Ted Chiang’s “Story of Your Life” is a terrific and well-nigh unfilmable piece of science fiction. Frequently told in the future tense, this lengthy short story is a mother’s love letter to her daughter interwoven, somehow convincingly, with a story about deciphering the language of space aliens. Denis Villeneuve is one director who won’t quail from a challenge, and so we get Arrival, adapted from Chiang’s story. It’s rather good, too, but not because of the people behind the camera.
The story begins with 12 extraterrestrial ships that look like giant black stone obelisks arriving in seemingly random locations on Earth and coming to rest slightly above the ground. One location is in Montana, which is where the U.S. government brings in linguistics professor Louise Banks (Amy Adams) along with a theoretical physicist (Jeremy Renner) to try to communicate with the aliens — seven-legged beings that look like walking tree trunks — and ultimately figure out why they’ve come here.
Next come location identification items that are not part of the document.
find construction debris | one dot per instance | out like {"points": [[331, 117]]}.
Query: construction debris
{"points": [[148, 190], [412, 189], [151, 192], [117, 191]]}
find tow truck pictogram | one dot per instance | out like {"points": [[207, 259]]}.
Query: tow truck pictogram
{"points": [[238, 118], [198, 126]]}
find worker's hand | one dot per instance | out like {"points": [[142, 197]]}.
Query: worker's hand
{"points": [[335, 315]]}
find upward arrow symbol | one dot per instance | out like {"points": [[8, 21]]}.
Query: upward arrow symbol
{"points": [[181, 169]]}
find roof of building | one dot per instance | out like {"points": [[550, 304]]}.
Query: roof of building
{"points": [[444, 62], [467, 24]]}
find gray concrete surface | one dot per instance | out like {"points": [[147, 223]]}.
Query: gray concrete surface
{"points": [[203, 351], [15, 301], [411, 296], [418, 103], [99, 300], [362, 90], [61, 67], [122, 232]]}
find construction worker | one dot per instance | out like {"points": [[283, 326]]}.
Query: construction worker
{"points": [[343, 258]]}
The story is frequently interrupted by what turn out to be flash-forwards: As a result of learning the language of a race that has no concept of time (expressed through circular graphics whose meaning is conveyed in the curlicues and offshoots), Louise starts to have visions of a daughter who hasn’t been conceived yet. Screenwriter Eric Heisserer honors Chiang’s story by delving deeply into linguistics, but unfortunately, he also tries to inject some conventional dramatic tension by having different nations and different factions within our own country go back and forth over whether the aliens are hostile and warrant military action. This doesn’t work well at all, and it sadly wastes Forest Whitaker as the Army colonel in charge of the Montana site. The bit near the end, when the aliens’ language is translated for us through subtitles, takes away too much of the film’s mystery. A more sympathetic director might have gotten this movie closer to the emotional power it wants, but Villeneuve isn’t the guy for that. Instead, he gives us chilly virtuosity with the shift in gravity as the people board the spaceship and a “how did they film that?” shot late on as Louise enters a nether space to talk to the aliens. Like some other Villeneuve movies, this one looks great even while it remains distant.
Or at least it would if Adams weren’t at the center of things. She projects all the notes in the character: anxiety-ridden, vulnerable, lonely, beset by memories of things that haven’t happened. Her innate decency seems to explain Louise’s moments of reckless courage, like the early bit when she ignores the warnings about contamination and rips off her Hazmat suit so the aliens can see her. She’ll tear your heart out, too, with a late speech to her 6-year-old daughter (Jadyn Malone) as she hides what she knows about their future. Without her, Arrival becomes an arid and talky exercise, but thanks to her remarkable efforts, this thoughtful science-fiction epic has human warmth at its core.